The scars of Ivan can still be seen in Orange Beach. There is some construction going on, but not much.
Allen Johnson is a realtor, and has seen the change since Ivan roared ashore, leaving for sale signs everywhere.
"There's very little competition and very few choices," Johnson said. "The few choices that we did have at one time, many companies have chosen to pull out and cancel policies or have made the renewals and premiums so exorbitant that it's not cost effective to pursue them."
So just how high are the costs? In 2002, Alabama residents paid 10 percent less for insurance than the national average. By 2006, that number was up to 11 above the national average.
Vince Burchfield owns a home in Orange Beach.

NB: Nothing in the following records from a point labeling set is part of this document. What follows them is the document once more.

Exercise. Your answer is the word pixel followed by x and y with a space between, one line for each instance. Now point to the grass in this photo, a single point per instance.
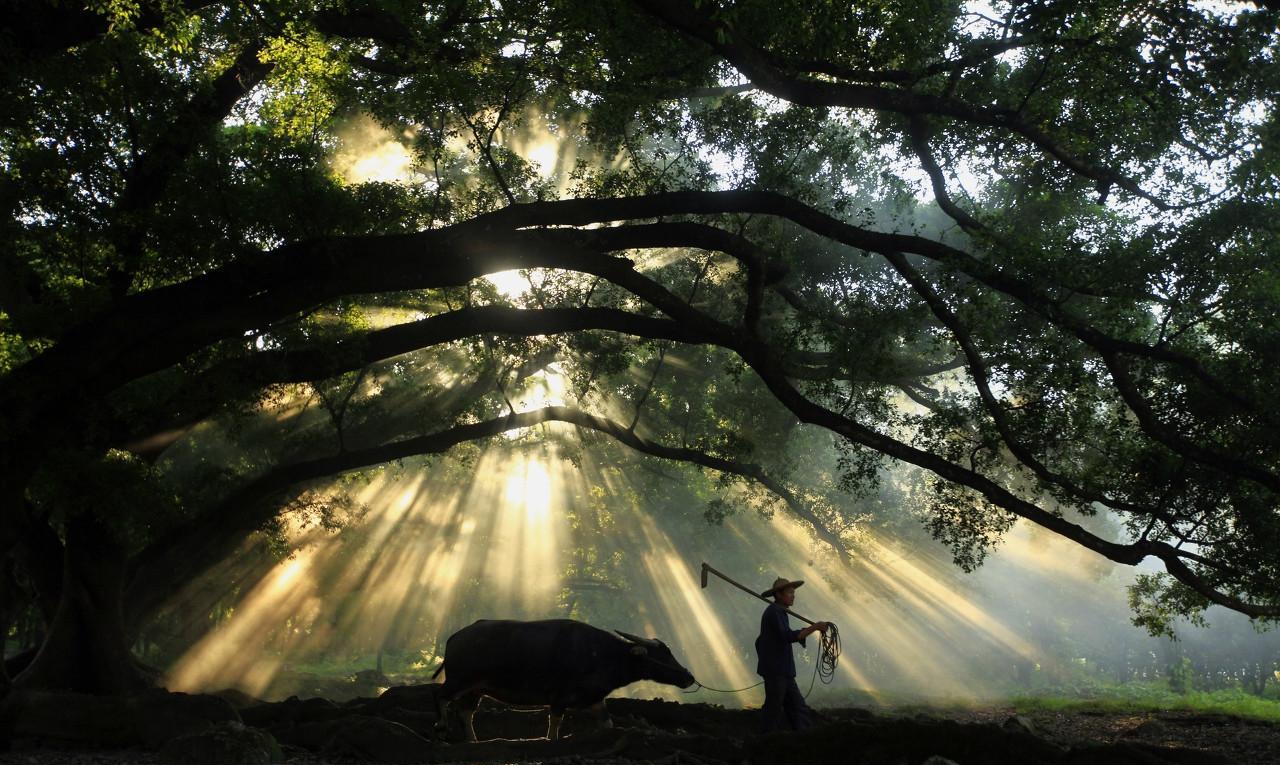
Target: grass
pixel 1148 699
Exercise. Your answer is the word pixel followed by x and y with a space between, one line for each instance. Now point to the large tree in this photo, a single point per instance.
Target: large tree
pixel 1032 253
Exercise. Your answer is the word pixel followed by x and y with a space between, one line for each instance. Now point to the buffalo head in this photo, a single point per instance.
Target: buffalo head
pixel 658 663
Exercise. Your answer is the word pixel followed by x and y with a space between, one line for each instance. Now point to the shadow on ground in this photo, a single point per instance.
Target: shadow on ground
pixel 401 725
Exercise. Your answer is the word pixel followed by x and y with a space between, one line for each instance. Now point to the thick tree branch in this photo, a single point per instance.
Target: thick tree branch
pixel 813 92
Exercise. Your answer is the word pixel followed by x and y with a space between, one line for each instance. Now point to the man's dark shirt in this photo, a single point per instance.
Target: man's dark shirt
pixel 773 645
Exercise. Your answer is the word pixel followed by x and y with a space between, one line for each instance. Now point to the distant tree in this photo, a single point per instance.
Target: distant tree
pixel 1083 319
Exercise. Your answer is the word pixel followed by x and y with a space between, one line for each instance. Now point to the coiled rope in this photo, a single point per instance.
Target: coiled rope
pixel 828 656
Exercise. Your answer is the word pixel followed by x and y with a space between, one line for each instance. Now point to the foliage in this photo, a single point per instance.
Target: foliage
pixel 1033 256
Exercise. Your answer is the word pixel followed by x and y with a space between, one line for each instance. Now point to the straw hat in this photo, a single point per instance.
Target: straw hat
pixel 781 583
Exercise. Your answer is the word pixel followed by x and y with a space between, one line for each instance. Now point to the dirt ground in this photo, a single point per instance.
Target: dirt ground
pixel 398 729
pixel 1237 738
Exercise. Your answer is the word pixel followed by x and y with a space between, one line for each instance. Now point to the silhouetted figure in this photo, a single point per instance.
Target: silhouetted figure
pixel 784 705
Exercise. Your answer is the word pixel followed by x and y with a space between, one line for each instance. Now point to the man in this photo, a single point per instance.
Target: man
pixel 782 700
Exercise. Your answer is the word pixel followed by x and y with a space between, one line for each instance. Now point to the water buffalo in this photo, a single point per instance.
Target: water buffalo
pixel 557 663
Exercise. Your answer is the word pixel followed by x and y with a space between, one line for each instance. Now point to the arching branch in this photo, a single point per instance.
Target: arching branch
pixel 193 548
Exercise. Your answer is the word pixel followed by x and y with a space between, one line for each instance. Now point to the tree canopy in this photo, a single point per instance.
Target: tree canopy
pixel 1027 248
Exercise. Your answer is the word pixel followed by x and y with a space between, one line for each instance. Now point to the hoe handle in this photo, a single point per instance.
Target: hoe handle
pixel 708 569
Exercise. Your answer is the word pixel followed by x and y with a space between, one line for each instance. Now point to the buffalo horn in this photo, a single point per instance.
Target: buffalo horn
pixel 639 641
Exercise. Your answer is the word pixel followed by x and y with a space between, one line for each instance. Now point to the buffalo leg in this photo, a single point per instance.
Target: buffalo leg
pixel 602 715
pixel 467 704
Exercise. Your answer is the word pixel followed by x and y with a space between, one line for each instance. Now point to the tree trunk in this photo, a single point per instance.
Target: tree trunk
pixel 87 647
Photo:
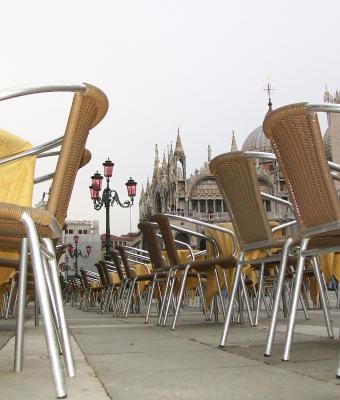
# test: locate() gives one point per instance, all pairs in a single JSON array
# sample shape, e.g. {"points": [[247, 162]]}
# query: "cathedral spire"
{"points": [[142, 194], [179, 147], [269, 90], [233, 143], [156, 153]]}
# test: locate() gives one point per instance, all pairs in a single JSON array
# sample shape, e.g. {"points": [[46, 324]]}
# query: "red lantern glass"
{"points": [[108, 167], [94, 193], [131, 187], [97, 181], [88, 249], [70, 249]]}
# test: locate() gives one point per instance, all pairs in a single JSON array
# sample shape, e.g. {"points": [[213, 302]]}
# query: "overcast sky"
{"points": [[197, 65]]}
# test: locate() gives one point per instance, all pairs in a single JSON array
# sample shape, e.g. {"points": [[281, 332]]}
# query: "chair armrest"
{"points": [[277, 200], [283, 226], [14, 212], [210, 226], [140, 263], [200, 235], [33, 151]]}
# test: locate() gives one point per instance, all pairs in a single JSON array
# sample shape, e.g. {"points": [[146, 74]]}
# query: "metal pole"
{"points": [[108, 235], [76, 256], [107, 201]]}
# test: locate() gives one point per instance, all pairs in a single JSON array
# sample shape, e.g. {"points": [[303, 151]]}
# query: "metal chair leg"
{"points": [[259, 292], [219, 292], [294, 302], [163, 303], [169, 299], [323, 299], [246, 297], [51, 340], [275, 309], [64, 335], [21, 302], [150, 297], [232, 301], [180, 296]]}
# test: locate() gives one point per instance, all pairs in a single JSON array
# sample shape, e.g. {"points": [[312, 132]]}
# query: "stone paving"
{"points": [[125, 359]]}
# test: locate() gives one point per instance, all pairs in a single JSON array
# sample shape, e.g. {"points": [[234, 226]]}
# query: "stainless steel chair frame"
{"points": [[38, 264]]}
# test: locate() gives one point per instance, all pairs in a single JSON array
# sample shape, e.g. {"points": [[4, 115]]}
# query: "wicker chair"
{"points": [[296, 139], [237, 180], [88, 108], [194, 267]]}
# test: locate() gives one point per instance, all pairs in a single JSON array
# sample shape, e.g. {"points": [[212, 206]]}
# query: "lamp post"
{"points": [[66, 266], [109, 198], [74, 252]]}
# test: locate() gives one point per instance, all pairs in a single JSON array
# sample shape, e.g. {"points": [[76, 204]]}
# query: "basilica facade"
{"points": [[173, 191]]}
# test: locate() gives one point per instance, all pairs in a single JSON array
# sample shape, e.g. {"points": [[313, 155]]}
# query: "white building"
{"points": [[89, 246]]}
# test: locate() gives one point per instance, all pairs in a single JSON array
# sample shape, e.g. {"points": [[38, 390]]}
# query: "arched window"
{"points": [[158, 203]]}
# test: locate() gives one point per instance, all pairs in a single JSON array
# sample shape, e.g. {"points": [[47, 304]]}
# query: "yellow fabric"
{"points": [[141, 269], [114, 278], [330, 265], [16, 183], [184, 256]]}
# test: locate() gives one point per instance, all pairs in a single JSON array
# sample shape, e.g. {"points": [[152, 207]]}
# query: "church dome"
{"points": [[257, 141], [327, 142]]}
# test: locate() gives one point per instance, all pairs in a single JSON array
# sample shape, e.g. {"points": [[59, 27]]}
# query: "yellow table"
{"points": [[16, 185], [225, 244]]}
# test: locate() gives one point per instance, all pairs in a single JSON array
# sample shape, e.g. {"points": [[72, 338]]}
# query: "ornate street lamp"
{"points": [[88, 250], [74, 252], [109, 198]]}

While he tidied up his front yard with a rake, he shared his insurance frustrations.
"Two years later they informed me my rates went from $2400 a year to $6300 a year, and I just told them I wasn't going to renew," Burchfield said. "I went to a broker here in Orange Beach and we found a policy with Lloyd's of London for about $4000."
Larry Harless retired in Orange Beach.
"I'm on a set income and wasn't expecting this," Harless said. "When I first came here it was sort of high, but not compared to the way it is now. It's just gone out of sight."
Tony Kennon is the Mayor of Orange Beach. He spends many hours on the phone talking with citizens about their insurance woes, but there is little he can do. He places the blame at the state capitol.
"The difficulty is that in Montgomery," Kennon said. "We're dealing with politics and politics is making it difficult for something to happen that's, in my opinion, fair to those of us who live down here on the coast."
At the Orange Beach Senior Center, Emily Bell meets with about a hundred friends every week to play Bridge. While the seniors shuffle cards, hoping for a winning hand, many also have to shuffle their finances to makes ends meet.
"I have to really cut back everything, in general, because I have to have that," Bell said of her insurance.
So how much is Bell having to pay every year? The number may shock you.
"It's gone up from about $2000 a year to $7000 a year," Bell said. "I'm a single widow living alone on the inside of an island."
The state insurance commissioner is frustrated, but feels he may have an answer. There is strength in numbers, according to Jim Ridling.
"I don't think there's any one state, save maybe Georgia, that can afford to do a state sponsored insurance program on their own," Ridling said. "If we're going to go down that route, we're going to need to have more than one state. We're going to need to have a consortium of states or some federal program that everyone understands the coastline is worth doing this, and it's going to cost a lot of money."
But where that money will come from is anyone's guess, according to Mayor Kennon.
"It's a very difficult situation. It creates difficulties for us economically, hardships for individuals especially fixed income residents," Kennon said.